Data from: Comparative genomics of Pinna rudis and Pinna nobilis reveals conserved and divergent features of the bivalve defensome
Data files
May 12, 2026 version files 132.54 MB
-
Pinna_nobilis_cds_description.txt
8.79 MB
-
Pinna_nobilis_longest_cds.fasta
60.74 MB
-
Pinna_predicted_TLR.fasta
145.62 KB
-
Pinna_rudis_cds_description.txt
7.85 MB
-
Pinna_rudis_longest_cds.fasta
55.01 MB
-
README.md
3.22 KB
Abstract
This dataset contains the first high-quality annotated genome assembly of Pinna rudis and an updated genome assembly of Pinna nobilis. The assemblies were generated to facilitate studies on genetic factors associated with mass mortality events that have affected P. nobilis but not P. rudis. The dataset includes predicted coding sequences for both genomes and their corresponding functional annotations. These resources support future analyses of genomic variation, immune-related gene families, and potential mechanisms of disease resilience in Pinna species.

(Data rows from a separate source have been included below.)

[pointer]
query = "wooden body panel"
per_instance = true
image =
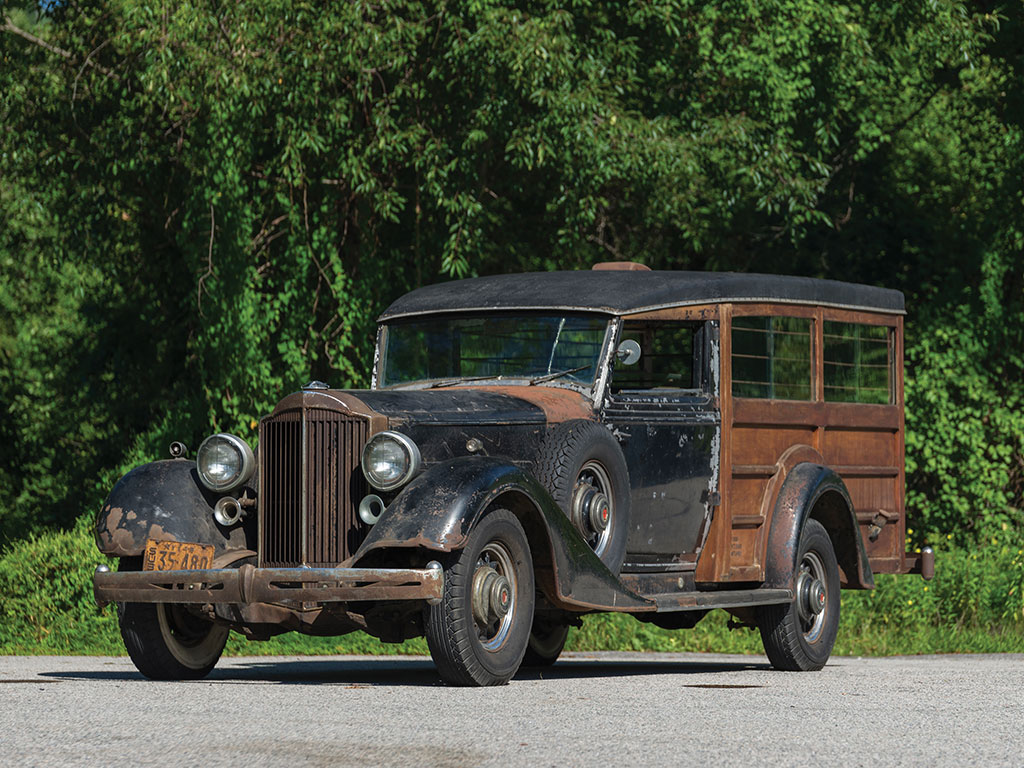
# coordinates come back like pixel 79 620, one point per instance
pixel 763 439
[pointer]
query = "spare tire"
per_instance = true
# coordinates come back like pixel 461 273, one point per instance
pixel 583 467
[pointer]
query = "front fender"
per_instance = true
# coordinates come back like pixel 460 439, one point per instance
pixel 814 491
pixel 437 510
pixel 164 501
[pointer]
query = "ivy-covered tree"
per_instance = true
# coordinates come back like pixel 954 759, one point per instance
pixel 205 205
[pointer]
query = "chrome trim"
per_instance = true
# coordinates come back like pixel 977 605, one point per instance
pixel 248 463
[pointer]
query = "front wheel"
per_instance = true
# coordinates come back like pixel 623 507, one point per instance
pixel 800 636
pixel 167 642
pixel 478 633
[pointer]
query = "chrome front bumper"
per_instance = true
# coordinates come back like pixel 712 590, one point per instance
pixel 251 585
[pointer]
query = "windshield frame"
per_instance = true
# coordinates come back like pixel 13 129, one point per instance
pixel 590 389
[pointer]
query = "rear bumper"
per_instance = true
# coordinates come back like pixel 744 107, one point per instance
pixel 251 585
pixel 922 562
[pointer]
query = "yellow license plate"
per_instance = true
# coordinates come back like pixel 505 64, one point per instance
pixel 176 556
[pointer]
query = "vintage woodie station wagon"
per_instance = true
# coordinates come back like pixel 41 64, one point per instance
pixel 535 448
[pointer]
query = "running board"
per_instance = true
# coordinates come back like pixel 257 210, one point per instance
pixel 721 599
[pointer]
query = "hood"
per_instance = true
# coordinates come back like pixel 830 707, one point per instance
pixel 509 404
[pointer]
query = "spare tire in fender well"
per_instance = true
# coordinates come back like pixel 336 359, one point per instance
pixel 817 492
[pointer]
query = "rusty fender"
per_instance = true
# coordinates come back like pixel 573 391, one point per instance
pixel 164 501
pixel 813 491
pixel 437 510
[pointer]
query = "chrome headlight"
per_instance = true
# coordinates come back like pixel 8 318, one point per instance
pixel 390 460
pixel 224 462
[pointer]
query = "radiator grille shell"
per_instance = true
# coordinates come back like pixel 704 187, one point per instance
pixel 310 485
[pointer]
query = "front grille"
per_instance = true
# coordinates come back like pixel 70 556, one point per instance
pixel 310 486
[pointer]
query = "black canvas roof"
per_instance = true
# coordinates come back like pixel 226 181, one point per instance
pixel 620 292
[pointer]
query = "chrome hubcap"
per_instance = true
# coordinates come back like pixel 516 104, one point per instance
pixel 494 595
pixel 592 510
pixel 812 598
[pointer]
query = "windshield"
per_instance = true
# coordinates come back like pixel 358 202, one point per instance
pixel 450 350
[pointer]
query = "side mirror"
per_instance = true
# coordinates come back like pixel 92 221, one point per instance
pixel 628 352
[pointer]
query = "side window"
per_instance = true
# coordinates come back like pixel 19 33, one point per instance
pixel 857 363
pixel 668 356
pixel 771 357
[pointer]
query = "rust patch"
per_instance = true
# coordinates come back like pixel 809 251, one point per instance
pixel 558 404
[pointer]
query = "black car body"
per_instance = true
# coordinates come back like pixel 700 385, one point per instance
pixel 535 448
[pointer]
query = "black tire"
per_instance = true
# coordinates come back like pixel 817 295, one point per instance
pixel 468 648
pixel 547 638
pixel 168 642
pixel 795 636
pixel 578 458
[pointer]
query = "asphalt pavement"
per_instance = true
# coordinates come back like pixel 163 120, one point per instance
pixel 588 710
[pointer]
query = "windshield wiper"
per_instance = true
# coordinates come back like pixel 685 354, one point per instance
pixel 557 375
pixel 453 382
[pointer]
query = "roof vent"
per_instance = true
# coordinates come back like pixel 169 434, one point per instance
pixel 629 266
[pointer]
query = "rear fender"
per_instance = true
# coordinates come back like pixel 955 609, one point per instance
pixel 814 491
pixel 437 510
pixel 164 501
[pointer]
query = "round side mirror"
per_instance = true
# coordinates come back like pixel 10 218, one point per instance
pixel 628 352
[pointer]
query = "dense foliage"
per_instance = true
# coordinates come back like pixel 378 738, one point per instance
pixel 205 205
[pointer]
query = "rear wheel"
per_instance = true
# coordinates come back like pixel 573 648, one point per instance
pixel 478 633
pixel 169 642
pixel 547 638
pixel 800 636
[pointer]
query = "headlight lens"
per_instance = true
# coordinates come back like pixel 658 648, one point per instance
pixel 224 462
pixel 389 460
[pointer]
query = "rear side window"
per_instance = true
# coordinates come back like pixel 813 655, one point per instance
pixel 771 357
pixel 857 363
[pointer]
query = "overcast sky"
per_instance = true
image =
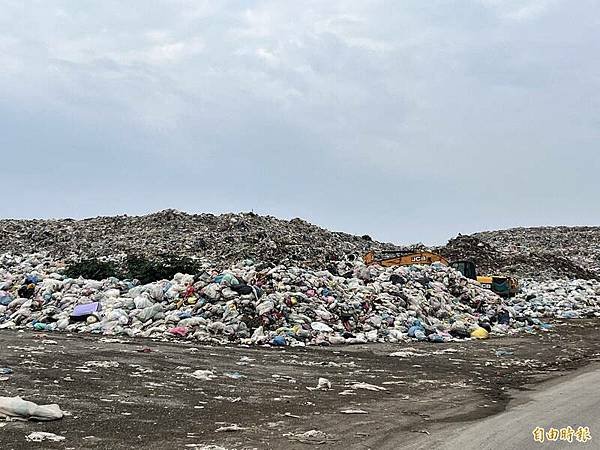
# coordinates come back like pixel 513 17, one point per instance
pixel 407 120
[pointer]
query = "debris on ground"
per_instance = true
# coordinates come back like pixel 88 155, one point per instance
pixel 15 408
pixel 39 436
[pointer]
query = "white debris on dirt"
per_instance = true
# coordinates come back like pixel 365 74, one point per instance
pixel 15 408
pixel 204 375
pixel 233 427
pixel 39 436
pixel 367 386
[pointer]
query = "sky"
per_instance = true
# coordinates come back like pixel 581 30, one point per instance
pixel 410 121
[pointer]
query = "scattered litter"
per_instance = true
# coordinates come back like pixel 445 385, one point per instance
pixel 233 427
pixel 204 375
pixel 367 386
pixel 39 436
pixel 17 408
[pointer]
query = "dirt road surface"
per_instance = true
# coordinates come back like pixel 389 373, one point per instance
pixel 123 393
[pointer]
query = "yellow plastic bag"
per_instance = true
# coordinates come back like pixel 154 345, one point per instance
pixel 480 333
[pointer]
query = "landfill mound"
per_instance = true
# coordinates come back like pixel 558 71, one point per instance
pixel 225 239
pixel 253 304
pixel 499 252
pixel 580 245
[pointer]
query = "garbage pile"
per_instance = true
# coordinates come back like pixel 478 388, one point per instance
pixel 253 303
pixel 575 299
pixel 499 255
pixel 225 239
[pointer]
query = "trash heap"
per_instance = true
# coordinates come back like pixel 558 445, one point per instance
pixel 574 299
pixel 497 253
pixel 253 303
pixel 225 239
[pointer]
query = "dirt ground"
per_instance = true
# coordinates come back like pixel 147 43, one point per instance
pixel 131 393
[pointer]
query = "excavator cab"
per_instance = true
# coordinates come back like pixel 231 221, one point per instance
pixel 467 268
pixel 501 285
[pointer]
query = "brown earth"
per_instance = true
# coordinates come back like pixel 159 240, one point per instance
pixel 150 400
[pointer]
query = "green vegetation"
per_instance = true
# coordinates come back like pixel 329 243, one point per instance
pixel 144 269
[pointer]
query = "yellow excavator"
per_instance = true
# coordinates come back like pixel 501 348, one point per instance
pixel 501 285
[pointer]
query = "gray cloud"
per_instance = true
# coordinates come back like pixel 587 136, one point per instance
pixel 405 120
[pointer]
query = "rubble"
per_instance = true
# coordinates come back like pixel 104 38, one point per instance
pixel 251 304
pixel 574 299
pixel 15 408
pixel 545 253
pixel 224 239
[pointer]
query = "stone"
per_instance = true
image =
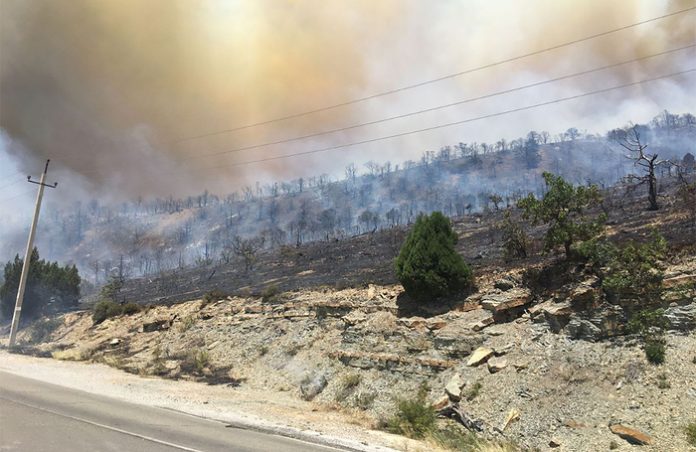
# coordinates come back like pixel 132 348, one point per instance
pixel 578 328
pixel 454 388
pixel 496 364
pixel 504 284
pixel 441 403
pixel 504 350
pixel 481 324
pixel 631 435
pixel 681 280
pixel 497 302
pixel 149 327
pixel 312 387
pixel 513 416
pixel 479 356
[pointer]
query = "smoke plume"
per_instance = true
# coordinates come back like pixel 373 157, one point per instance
pixel 109 89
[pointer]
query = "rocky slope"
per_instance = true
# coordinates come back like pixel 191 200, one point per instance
pixel 554 362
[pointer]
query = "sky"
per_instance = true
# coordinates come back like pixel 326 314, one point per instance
pixel 113 92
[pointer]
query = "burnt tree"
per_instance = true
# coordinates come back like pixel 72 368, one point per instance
pixel 646 161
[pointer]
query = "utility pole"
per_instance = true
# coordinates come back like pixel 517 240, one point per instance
pixel 27 255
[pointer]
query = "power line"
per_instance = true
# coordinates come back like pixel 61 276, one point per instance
pixel 440 107
pixel 435 80
pixel 11 183
pixel 17 195
pixel 450 124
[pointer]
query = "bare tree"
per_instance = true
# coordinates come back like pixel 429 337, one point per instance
pixel 631 142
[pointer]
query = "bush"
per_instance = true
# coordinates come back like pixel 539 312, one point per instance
pixel 414 418
pixel 428 265
pixel 195 361
pixel 651 325
pixel 655 351
pixel 46 281
pixel 130 308
pixel 270 294
pixel 105 309
pixel 42 329
pixel 562 208
pixel 690 431
pixel 213 296
pixel 629 270
pixel 515 240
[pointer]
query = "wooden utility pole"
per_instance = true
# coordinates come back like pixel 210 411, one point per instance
pixel 27 255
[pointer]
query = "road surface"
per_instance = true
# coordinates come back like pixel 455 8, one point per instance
pixel 37 416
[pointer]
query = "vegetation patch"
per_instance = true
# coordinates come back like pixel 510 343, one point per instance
pixel 690 431
pixel 43 328
pixel 563 209
pixel 106 309
pixel 651 326
pixel 428 265
pixel 414 418
pixel 270 294
pixel 212 297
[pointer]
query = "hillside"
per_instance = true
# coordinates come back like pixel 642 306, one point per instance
pixel 327 325
pixel 149 237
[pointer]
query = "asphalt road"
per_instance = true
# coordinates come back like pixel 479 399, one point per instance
pixel 37 416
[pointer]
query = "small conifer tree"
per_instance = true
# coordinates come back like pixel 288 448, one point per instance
pixel 428 266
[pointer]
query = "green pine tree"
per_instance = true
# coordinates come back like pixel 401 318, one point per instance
pixel 46 280
pixel 428 266
pixel 563 208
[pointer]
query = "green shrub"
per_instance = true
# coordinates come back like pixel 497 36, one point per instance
pixel 105 309
pixel 515 239
pixel 428 265
pixel 651 326
pixel 414 418
pixel 45 281
pixel 663 382
pixel 690 431
pixel 655 351
pixel 195 361
pixel 42 329
pixel 629 270
pixel 562 208
pixel 186 323
pixel 212 297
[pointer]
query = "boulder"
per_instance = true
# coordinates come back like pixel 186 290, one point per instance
pixel 149 327
pixel 500 302
pixel 631 435
pixel 479 356
pixel 453 389
pixel 496 364
pixel 481 324
pixel 311 387
pixel 504 284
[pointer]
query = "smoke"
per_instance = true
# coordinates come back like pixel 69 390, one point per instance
pixel 108 89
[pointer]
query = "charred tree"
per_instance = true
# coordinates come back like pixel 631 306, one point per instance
pixel 646 161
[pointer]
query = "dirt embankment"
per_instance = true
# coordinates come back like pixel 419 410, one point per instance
pixel 345 357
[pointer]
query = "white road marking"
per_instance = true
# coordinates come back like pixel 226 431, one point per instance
pixel 107 427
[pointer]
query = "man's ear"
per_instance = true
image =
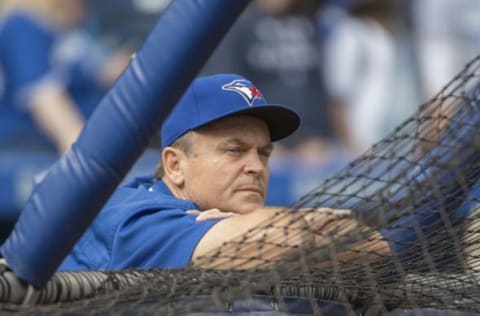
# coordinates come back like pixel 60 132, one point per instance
pixel 172 164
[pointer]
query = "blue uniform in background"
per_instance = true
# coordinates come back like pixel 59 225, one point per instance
pixel 34 53
pixel 142 226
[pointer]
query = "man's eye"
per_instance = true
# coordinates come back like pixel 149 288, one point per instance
pixel 235 150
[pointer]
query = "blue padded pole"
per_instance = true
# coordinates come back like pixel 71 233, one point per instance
pixel 80 182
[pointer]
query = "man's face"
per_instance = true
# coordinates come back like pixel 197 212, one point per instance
pixel 228 166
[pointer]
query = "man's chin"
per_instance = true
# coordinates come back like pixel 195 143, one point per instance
pixel 247 206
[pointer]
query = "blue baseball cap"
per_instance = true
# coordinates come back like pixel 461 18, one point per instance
pixel 211 98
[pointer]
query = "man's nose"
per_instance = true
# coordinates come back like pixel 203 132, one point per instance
pixel 255 163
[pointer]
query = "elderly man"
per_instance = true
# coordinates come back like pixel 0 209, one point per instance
pixel 205 204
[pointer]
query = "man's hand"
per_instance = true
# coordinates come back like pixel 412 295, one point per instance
pixel 209 215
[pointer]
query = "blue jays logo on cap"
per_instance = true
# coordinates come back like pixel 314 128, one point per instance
pixel 245 88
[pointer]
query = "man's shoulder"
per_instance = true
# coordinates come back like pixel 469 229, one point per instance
pixel 142 192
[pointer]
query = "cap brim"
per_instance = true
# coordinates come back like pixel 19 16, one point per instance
pixel 281 120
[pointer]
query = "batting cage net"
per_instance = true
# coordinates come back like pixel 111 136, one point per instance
pixel 397 229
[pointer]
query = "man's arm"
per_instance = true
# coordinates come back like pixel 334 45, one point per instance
pixel 265 236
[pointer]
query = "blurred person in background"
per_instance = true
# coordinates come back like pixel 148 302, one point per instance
pixel 368 70
pixel 52 74
pixel 447 34
pixel 277 44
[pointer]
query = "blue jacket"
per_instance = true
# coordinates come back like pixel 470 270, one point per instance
pixel 142 226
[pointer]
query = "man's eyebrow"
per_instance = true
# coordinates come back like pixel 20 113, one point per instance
pixel 239 142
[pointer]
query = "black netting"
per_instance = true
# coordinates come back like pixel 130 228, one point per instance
pixel 410 242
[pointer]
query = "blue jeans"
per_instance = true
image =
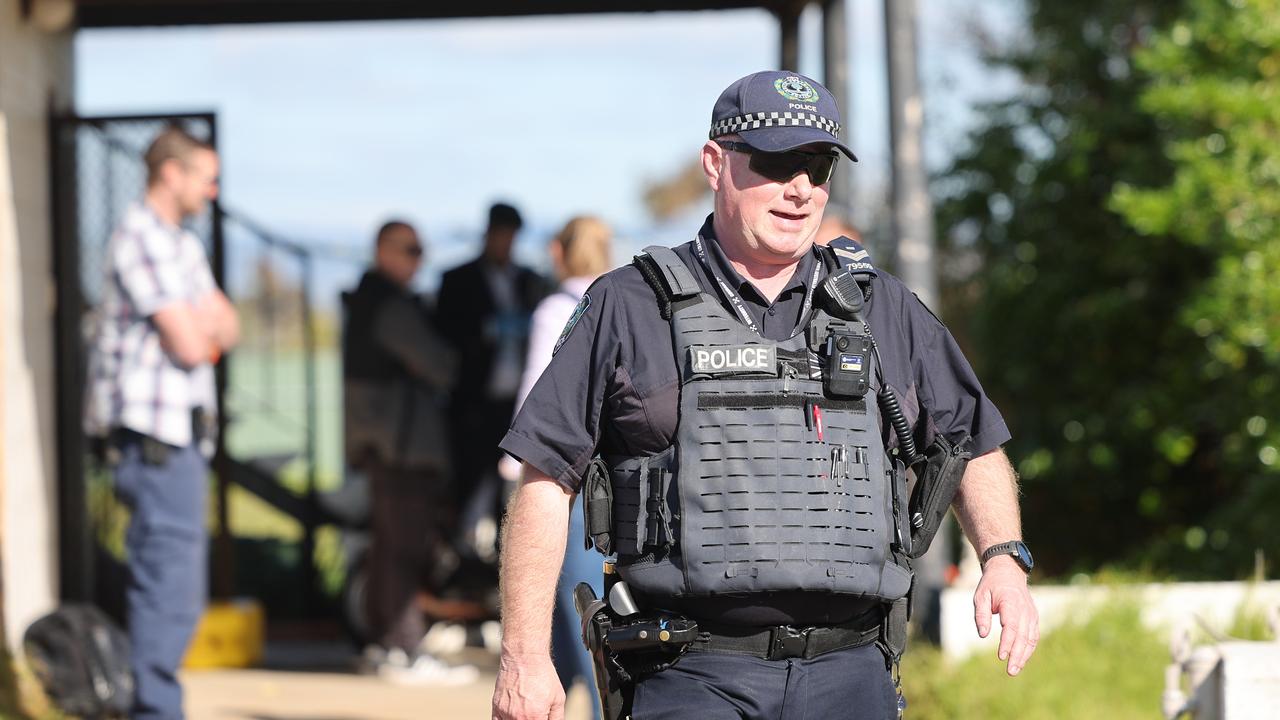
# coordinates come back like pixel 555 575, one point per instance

Dataset DOI: 10.5061/dryad.0rxwdbsf2
Description of the data and file structure
README – Pinna rudis and Pinna nobilis Genome Assemblies and Annotations
This dataset contains the first high-quality annotated genome assembly of Pinna rudis (NCBI SUB15717246) and an updated genome assembly of Pinna nobilis (NCBI SUB15718621). The resources include predicted coding sequences (CDS) and functional annotation files. These files support investigations into genomic variation and potential mechanisms of disease resilience in Pinna species.
Files and variables
The dataset is organized into the following components:
- Coding DNA sequences : Pinna_rudis_longest_cds.fasta, Pinna_nobilis_longest_cds.fasta
- Annotations : Pinna_rudis_cds_description.txt, Pinna_nobilis_cds_description.txt
- Predicted TLR protein : Pinna_predicted_TLR.fasta
Genome assemblies have been deposited in the NCBI and are currently under processing.
Code/software
The genome assemblies and annotations in this dataset were generated using a combination of long-read and transcriptome-based workflows. Raw PacBio CCS reads were quality trimmed with Fastp v0.23.4, and contaminant sequences were screened using Kraken2 (confidence 0.2 for long reads). Preliminary de novo assemblies were produced using Flye v2.9.3-b1797, followed by haplotypic duplication removal with purge_dups. RNA-seq reads used for scaffolding and gene prediction were filtered with Trimmomatic v0.39 (LEADING:6, TRAILING:8, SLIDINGWINDOW:10:30, MINLEN:120) and screened with Kraken2 (confidence 0.1). Transcriptomes were assembled with Trinity (Galaxy Version 2.15.1) and evaluated with BUSCO. Genome completeness was assessed using BUSCO v6 with metaeuk_odb12 and molluscan_odb12, and assembly statistics were obtained with QUAST v5.2.0. Repeat families were identified using RepeatModeler and soft-masked with RepeatMasker v4.1.3. Gene prediction was performed with BRAKER3 (GeneMark-EX) on the unmasked assemblies using RNA-seq evidence. The most probable transcripts from gene prediction were subsequently selected using TSEBRA. Predicted transcripts containing an identifiable CDS and longer than 90 nucleotides were translated into their corresponding proteins and functionally annotated using Diamond v2.1.11 and either the NCBI non-redundant (nr) protein database (April 2025 release), with the query-cover and e-value parameters set at 50% and 1e-10, respectively, or a reference set of bivalve proteins (UniProt; Taxon ID 6544; November 2025 release), or RefSeq Protein, with the e-value set at 1e-5. A final consolidated annotation set was generated iteratively, starting from the annotations obtained with the molluscan dataset. For sequences initially annotated as “uncharacterized proteins,” the annotation was progressively refined by replacing them with matches from RefSeq Protein and, if necessary, from the nr database. Gene Ontology identifiers (GO id) were obtained using InterProScan 5 (interproscan-5.74-105.0-64).